Record numbers of migrants enter Spanish enclave of Ceuta
Thousands reach city in north Africa amid diplomatic dispute with Morocco
Migrants rest on the coast after crossing over to Ceuta, the Spanish enclave in north Africa. Photograph: Reduan/EPA
The sudden influx of thousands of migrants into Spanish territory this week has created a new crisis on Europe’s southern border.
On Monday, an estimated 6,000 migrants crossed from Morocco to the Spanish city of Ceuta, on the north African coast. Many travelled the short distance by swimming around the border fence or drifting around it on rafts. However, others were able to get around the fence on foot, as Moroccan police appeared not to stop them.
Socialist prime minister Pedro Sánchez responded by deploying the army to Ceuta and reinforcing police controls along the border. He also cancelled a planned trip to Paris.
“The integrity of Ceuta, as part of our nation, the Spanish nation, its safety, and the peace of mind of our compatriots there are guaranteed by the Spanish government, whatever the conditions and resources that are required to ensure that,” said Mr Sánchez, before travelling to the city.
The majority of those who crossed the border were Moroccan, although there were also sub-Saharan Africans. According to reports, between 1,500 and 2,000 children were among those who crossed. One man died after trying to swim around the border fence.
Spain has two territories in north Africa, Ceuta and Melilla, which have the only land borders between Europe and the African continent. Both cities are used to receiving large numbers of migrants. However, this was the single biggest arrival of migrants to Spain in one day.
Meanwhile, in Melilla, several dozen migrants reached the city by scaling the fence surrounding it.
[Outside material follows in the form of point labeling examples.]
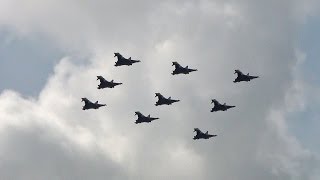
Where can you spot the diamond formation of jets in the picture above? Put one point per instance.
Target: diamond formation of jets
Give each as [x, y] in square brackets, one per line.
[164, 101]
[201, 135]
[90, 105]
[106, 84]
[124, 61]
[220, 107]
[181, 70]
[161, 99]
[243, 77]
[142, 118]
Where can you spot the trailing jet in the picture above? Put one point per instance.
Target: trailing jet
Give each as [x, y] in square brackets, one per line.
[90, 105]
[201, 135]
[220, 107]
[243, 77]
[106, 84]
[123, 61]
[181, 70]
[162, 100]
[142, 118]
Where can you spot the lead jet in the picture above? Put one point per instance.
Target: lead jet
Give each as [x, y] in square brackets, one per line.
[220, 107]
[181, 70]
[90, 105]
[142, 118]
[124, 61]
[106, 84]
[162, 100]
[243, 77]
[201, 135]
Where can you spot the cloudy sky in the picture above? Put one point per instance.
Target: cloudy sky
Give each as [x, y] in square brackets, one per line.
[51, 52]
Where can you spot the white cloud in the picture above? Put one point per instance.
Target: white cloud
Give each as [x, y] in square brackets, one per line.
[51, 136]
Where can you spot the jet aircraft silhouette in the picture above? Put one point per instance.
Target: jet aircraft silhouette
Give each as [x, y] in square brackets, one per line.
[162, 100]
[220, 107]
[90, 105]
[123, 61]
[106, 84]
[181, 70]
[201, 135]
[142, 118]
[243, 77]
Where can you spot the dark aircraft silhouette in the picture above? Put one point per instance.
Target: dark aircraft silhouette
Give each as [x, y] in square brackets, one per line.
[220, 107]
[142, 118]
[162, 100]
[123, 61]
[106, 84]
[243, 77]
[201, 135]
[90, 105]
[181, 70]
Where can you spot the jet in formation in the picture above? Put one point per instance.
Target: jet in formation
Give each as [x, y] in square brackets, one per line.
[201, 135]
[106, 84]
[124, 61]
[181, 70]
[164, 101]
[220, 107]
[243, 77]
[142, 118]
[90, 105]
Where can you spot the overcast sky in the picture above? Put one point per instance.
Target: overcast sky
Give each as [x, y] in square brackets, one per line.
[51, 52]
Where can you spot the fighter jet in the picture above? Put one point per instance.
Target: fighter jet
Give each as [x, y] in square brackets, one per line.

Monday’s sudden influx has been widely attributed to diplomatic tensions between Madrid and Rabat. The Moroccan government recently reprimanded Mr Sánchez’s administration for allowing the Western Saharan leader, Brahim Ghali, to be treated in a Spanish hospital, reportedly in Logroño, where he remains.
Mr Ghali is leader of the Polisario Front, which has fought for Western Saharan sovereignty against the claims of Morocco.
Earlier this month, Rabat publicly warned Madrid that the decision to receive the Polisario leader would have “consequences”, a promise which many believe was delivered on with the relaxing of controls by Moroccan border guards on Monday.
The Spanish government has refused to comment on any possible connection between Mr Ghali and the immigration crisis. However, Pablo Casado, leader of the opposition Popular Party (PP), said the situation was linked to a diplomatic crisis which the government had “ignored and hidden”. He called on Mr Sánchez to “preserve our national sovereignty”.
Santiago Abascal, leader of the far-right Vox party, wrote on Twitter that Morocco “is invading Ceuta with thousands of assailants”.
On Tuesday, Spain’s interior ministry said that 2,700 of the new arrivals had been repatriated, apparently with the co-operation of Morocco. However, many migrants were still waiting near the border hoping to cross.
European Commission president Ursula von der Leyen was among the bloc’s leaders who expressed support for the Spanish government. She tweeted that the EU stood “in solidarity with Ceuta and Spain” and called for stronger relationships with countries like Morocco.